Lucas nem sabia se Estela sabia fazer comida.
No começo, chegou a se preocupar se aquilo ia ser um desastre.
Mas, para sua surpresa, o sabor era bom.
Quanto àquela sensação de familiaridade, ele não pensou muito.
Atribuiu ao fato de estar com fome demais, achando que o paladar estava enganando.
Nesse momento, veio uma batida na porta.
Lucas se levantou e abriu.
Gonçalo apareceu do lado de fora, suando da testa ao queixo.
— Desculpe, Sr. Lucas. Teve um acidente com dois carros no elevado. O trânsito travou completamente.
Por dentro, Gonçalo estava tenso.
Imaginou que Lucas fosse explodir de raiva.
Mas, desta vez, a reação foi fria.
Lucas apenas estendeu a mão:
— A roupa.
Depois de ser arrastado por Estela o tempo inteiro, ele já não tinha energia para se irritar.
Depois de trocar de roupa, os passos de Lucas, quase sem perceber, o levaram até o quarto.
Ele empurrou a porta.
Estela ainda não tinha acordado.

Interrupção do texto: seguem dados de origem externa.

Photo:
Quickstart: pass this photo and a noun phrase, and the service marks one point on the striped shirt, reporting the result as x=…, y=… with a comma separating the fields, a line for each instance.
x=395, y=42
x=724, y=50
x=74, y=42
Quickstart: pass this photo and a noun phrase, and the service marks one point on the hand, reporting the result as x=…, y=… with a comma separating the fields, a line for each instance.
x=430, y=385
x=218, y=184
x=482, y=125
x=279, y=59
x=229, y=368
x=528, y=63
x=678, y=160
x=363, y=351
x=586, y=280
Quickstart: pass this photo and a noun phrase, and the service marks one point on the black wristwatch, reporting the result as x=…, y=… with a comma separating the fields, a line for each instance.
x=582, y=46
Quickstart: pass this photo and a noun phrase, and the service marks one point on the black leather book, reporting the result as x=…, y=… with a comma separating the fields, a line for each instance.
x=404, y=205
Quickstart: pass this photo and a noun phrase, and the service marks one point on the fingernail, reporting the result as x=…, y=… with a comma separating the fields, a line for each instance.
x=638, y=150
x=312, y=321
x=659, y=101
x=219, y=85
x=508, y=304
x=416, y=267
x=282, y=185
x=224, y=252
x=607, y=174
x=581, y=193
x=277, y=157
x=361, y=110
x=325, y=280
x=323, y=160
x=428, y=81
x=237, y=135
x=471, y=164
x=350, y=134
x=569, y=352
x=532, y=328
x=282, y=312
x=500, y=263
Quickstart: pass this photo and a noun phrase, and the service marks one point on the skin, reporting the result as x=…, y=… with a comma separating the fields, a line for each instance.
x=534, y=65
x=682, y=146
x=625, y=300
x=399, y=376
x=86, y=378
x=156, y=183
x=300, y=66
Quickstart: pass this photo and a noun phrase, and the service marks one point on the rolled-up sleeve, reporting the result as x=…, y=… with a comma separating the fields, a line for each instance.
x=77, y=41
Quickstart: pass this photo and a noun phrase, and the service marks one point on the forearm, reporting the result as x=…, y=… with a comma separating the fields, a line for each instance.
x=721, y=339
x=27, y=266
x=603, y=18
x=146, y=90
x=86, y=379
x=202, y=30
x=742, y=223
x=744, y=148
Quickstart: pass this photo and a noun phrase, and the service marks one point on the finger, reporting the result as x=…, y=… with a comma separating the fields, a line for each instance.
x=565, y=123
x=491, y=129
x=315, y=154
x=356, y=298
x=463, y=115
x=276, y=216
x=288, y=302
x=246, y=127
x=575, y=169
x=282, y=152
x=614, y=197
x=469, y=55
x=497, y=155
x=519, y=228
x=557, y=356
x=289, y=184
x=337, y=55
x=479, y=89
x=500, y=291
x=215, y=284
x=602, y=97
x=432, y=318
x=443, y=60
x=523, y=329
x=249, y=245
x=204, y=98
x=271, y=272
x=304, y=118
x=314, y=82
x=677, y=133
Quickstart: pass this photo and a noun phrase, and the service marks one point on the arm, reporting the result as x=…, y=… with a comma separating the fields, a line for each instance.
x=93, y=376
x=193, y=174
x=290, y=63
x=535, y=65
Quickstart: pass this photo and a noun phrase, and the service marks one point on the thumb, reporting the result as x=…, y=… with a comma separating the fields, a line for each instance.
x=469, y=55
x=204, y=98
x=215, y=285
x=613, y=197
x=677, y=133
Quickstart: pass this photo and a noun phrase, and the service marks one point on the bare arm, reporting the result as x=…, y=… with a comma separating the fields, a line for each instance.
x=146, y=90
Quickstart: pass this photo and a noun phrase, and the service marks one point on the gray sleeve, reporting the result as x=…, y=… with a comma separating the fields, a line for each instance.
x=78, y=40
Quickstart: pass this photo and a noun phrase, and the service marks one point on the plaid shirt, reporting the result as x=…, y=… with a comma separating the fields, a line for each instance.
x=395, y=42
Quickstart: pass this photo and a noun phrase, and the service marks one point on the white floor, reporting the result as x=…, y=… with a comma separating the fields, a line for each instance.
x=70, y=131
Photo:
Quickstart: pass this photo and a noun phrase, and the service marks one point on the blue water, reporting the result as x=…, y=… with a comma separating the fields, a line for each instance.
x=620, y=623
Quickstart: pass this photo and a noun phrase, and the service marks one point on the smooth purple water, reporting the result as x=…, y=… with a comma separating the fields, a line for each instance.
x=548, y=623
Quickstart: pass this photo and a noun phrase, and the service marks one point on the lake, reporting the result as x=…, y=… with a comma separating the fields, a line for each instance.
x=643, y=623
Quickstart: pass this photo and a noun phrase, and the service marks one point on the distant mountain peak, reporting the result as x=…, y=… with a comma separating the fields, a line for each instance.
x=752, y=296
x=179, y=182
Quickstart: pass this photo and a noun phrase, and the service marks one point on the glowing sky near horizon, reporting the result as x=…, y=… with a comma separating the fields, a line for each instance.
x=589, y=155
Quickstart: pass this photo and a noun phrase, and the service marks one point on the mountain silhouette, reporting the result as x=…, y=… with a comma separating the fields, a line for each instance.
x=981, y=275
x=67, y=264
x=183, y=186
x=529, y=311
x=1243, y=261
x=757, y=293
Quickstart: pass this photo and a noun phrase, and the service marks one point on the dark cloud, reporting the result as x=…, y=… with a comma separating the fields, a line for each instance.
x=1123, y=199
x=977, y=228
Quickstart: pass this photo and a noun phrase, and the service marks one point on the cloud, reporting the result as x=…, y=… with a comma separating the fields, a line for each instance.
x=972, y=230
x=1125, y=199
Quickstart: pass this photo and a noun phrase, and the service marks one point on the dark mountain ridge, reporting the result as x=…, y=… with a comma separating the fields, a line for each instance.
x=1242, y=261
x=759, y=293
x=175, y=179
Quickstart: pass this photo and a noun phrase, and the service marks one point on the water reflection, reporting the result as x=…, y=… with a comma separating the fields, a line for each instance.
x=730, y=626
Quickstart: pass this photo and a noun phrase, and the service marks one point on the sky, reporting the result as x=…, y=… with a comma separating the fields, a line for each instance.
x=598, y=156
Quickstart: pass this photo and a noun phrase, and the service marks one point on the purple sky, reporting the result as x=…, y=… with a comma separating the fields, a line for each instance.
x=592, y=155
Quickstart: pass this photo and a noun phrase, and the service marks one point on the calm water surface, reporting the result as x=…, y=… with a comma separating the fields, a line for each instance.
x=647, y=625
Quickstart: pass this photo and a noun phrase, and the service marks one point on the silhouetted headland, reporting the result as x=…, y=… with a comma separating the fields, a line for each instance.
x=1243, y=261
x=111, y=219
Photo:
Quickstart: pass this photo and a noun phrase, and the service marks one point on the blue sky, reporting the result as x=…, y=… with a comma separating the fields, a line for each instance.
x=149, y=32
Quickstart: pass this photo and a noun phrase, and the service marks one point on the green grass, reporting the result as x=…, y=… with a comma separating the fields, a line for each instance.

Estava deitada na cama, as sobrancelhas delicadas franzidas, como se dormisse inquieta.
Passado um instante, os lábios dela se mexeram, como se murmurasse um nome.
— O quê? — Lucas não entendeu e deu dois passos à frente.
Foi só ao se aproximar da cama que ele finalmente entendeu o que ela estava dizendo.
— Esperança.
— Esperança Silveira.
...
Na mansão, o clima estava pesado.
A mesa estava cheia de pratos, mas a comida já tinha perdido o calor.
Célia estava sentada no sofá, o rosto frio.
Depois de ouvir mais uma vez o sinal de chamada não atendida, perdeu a paciência e jogou o celular no chão.
Dona Vera correu, pegou o aparelho e o colocou ao lado de Célia, com todo o cuidado.
Em seguida, se afastou sem dizer uma palavra.
Tinha medo de falar algo errado e acabar se metendo em problema.